Lecture 9 - Exact Inference - Variable Elimination

Overview of Variable Elimination

Variable Elimination (VE) is an exact inference algorithm used to calculate marginal probability distributions, such as $P (Y | E = e)$ , within a Bayesian Network. Instead of calculating the entire joint probability distribution up front, VE systematically "pushes" summations inward over the products of factors to isolate the variable you want to calculate.

The process relies on two core operations:

Product: Multiplying all factors that involve the specific variable you are about to eliminate.
Sum-out (Marginalization): Summing over the variable to be eliminated to generate a new, smaller factor.

Why Variable Elimination Beats Brute Force

The traditional "Brute Force" method computes the full joint distribution before marginalizing.
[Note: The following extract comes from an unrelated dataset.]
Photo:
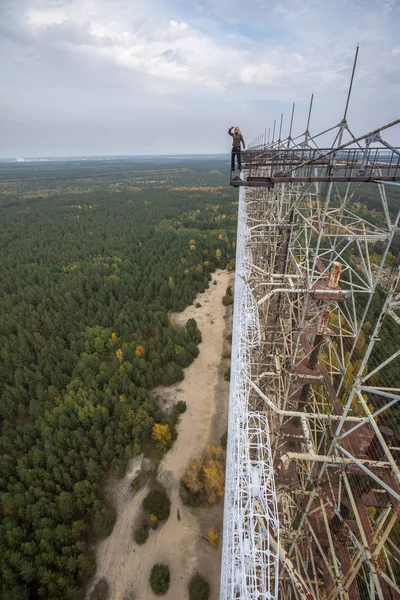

This approach quickly hits an "Exponential Wall". For example, calculating the full joint probability for a chain of 50 binary variables requires an impossibly large table of $2^{50} \approx 10^{15}$ entries. Memory growth for brute force is exponential.

Variable Elimination solves this by only working with smaller, intermediate tables at each step. The computational complexity is determined by the maximum factor size created during the process, which is directly tied to the elimination order and the graph's "induced width".

Graph Transformations: Moralization & Elimination

To utilize VE, the directed Bayesian Network must be converted into an undirected graph.

Moralization: This involves "marrying the parents" (drawing a connection between all parents of the same child) and converting all directed arrows into undirected edges. This step ensures that a Conditional Probability Table like $P (X | P a_{X})$ forms a complete clique containing all of its related variables.
The Elimination Graph: When a variable $X$ is eliminated, a new factor is created from the union of the scopes of all factors involving $X$ . In the graph, this corresponds to making all current neighbors of $X$ a clique (creating "Fill-in Edges"), and then removing $X$ and its incident edges.

Step-by-Step Example: Student Performance Network

The lecture walks through a 5-node network calculating a student's performance. The variables are $D$ (Difficulty), $I$ (Intelligence), $S$ (SAT/Score), $G$ (Grade), and $L$ (Letter).

The goal is to query the probability of getting a good letter, $P (L = 1)$ . To do this, the algorithm marginalizes out the other variables in a specific order: $S, I, D, G$ .

Eliminating S (The Barren Node): $S$ is an unobserved leaf child. According to the "Barren Node Rule", summing out an unobserved leaf node always produces a factor of 1s. This proves $S$ has no impact on $L$ unless a specific value for $S$ is observed.
Eliminating I: The algorithm takes the product of all factors involving $I$ ( $ϕ_{I} (I)$ , $τ_{1} (I)$ , and $ϕ_{G} (G, D, I)$ ) and sums out $I$ . This results in a new 2-variable factor, $τ_{2} (G, D)$ .
Eliminating D: It multiplies the factors involving $D$ ( $ϕ_{D} (D)$ and $τ_{2} (G, D)$ ) and sums out $D$ . This leaves a new factor, $τ_{3} (G)$ .
Eliminating G: Finally, the remaining factors $τ_{3} (G)$ and $ϕ_{L} (L, G)$ are multiplied together, and $G$ is summed out.
Result: The calculation concludes that there is a $\approx 50.6 %$ chance ( $0.5056$ ) of the student receiving a good recommendation letter.

Key Takeaway

The order in which you eliminate variables is incredibly important. By strategically eliminating variables (such as eliminating the leaf node $S$ first), the algorithm in the example never had to construct a full 32-row joint distribution table ( $2^{5} = 32$ ). Instead, the maximum table size it ever had to handle was just 8 rows ( $2^{3} = 8$ ) during the calculation of $I$ .